Research Summary - 2
Microbial profiling of Mycoplasma bovis, Pasteurella multocida, and Mannheimia haemolytica associated with polymicrobial infections in feedlot cattle mortalities
| Date/Time: |
8/28/2026
17:45
|
| Author: |
Harley Henderson |
| Clinic: |
Texas A&M University |
| City, State, ZIP: |
Canyon, TX 79015 |
H. Henderson, BS
1
;
D.W. Nielsen, PhD
3
;
C. Booker, DVM, MS
4
;
S. Hannon, DVM, MS, PhD
4
;
B. Schultz, DVM
4
;
J. Richeson, MS, PhD
5
;
M. Scott, DVM, PhD
2
;
R. Valeris-Chacin, DVM, MS, PhD
1
;
1Department of Veterinary Pathobiology, Texas A&M University, Canyon, TX, 79015
2Department of Large Animal Clinical Sciences, Texas A&M University, Canyon, TX, 79015
3USDA NADC, Aimes, IA, 50010
4Telus Agriculture Feedlot Health, Okotoks, Alberta, Canada
5Department of Agricultural Sciences, West Texas A&M University, TX, 79015
Introduction:
Complex polymicrobial diseases such as Bovine Respiratory Disease, arthritis, and liver abscesses have a large economic impact on North American cattle feedlots. To have a better understanding of these diseases, it is important to view the animal as a whole. This project was designed to determine how three major respiratory pathogens, Mycoplasma bovis, Pasteurella multocida, and Mannheimia haemolytica might be involved with multiple disease states within individual animals. Whole Genome Sequencing (WGS) was utilized to gain insights into the phylogenetics, as well as the distribution of virulence and antimicrobial resistance genes in these pathogens isolated from different body locations.
Materials and methods:
Following a cross-sectional study design, samples were taken from the following six locations: heart, liver, lung, nasopharynx, stifle joint, and gut-associated lymphoid tissue (GALT) from thirty-nine feedlot cattle mortalities in the Texas panhandle region.
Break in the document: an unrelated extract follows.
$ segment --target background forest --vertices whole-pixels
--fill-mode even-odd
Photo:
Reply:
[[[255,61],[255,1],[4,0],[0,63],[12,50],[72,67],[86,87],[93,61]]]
Twenty animals were sampled from a research feedlot, and nineteen were sampled from four commercial feedlots. Mycoplasma was isolated on PPLO Amp plates, and a single colony was subcultured in PPLO Amp broth. PacBio HMW NanoBind kits were used to extract DNA from isolates. Pasteurella multocida and M. haemolytica were isolated on Blood agar plates, and DNA extractions were performed using the Zymo Quick-DNA HMW MagBead Kit. The native barcoding kit 24 v14 was used for library prep, and whole genome sequencing was performed using GridION flow cells (version R10.4.1), with 24 isolates per flow cell. For bioinformatics, Flye was utilized to produce assemblies and Medaka was utilized for polishing. The presence of single nucleotide polymorphisms (SNPs) in the core genome was inferred using Snippy, and subsequently used to create a phylogenetic tree in IQ-TREE. The Virulence Factor Database was used with ABRicate to search the assemblies for virulence genes; CARD was used to search for antimicrobial resistance genes. Scoary2 was employed to evaluate the association of virulence genes with metadata points.
Results:
This study found that M. bovis isolates (n=68) in multi-site samples did not cluster strongly by sample type, but by feedlot type. Genes coding for variable surface proteins were prevalent in our samples. We found the antimicrobial resistant gene, tet44, in two animals. M. bovis isolates from commercial feedlots were more genetically diverse compared to isolates from the research feedlot. Mannheimia haemolytica isolates (n=25) also clustered by feedlot type with increased diversity in commercial feedlots. A total of 14 AMR genes were found within these isolates, particular genes of interest found were erm(42), floR, OXA-2, ROB-1,and tet(h). Within the P. multocida isolates (n= 15), we observed a similar trend of clustering by feedlot and increased diversity in commercial feedlots. A total of 13 AMR genes were found in nine of the fifteen isolates, including erm(42), floR, OXA-2, and tet(h).
Significance:
This study has shown the importance of viewing M. bovis, P. multocida, and M. haemolytica with a broader scope to determine how these pathogens interact and are involved with different disease states. Phylogenetics, virulence genes, and antimicrobial resistance data have provided us insight into multiple pathogens throughout multiple sample sites.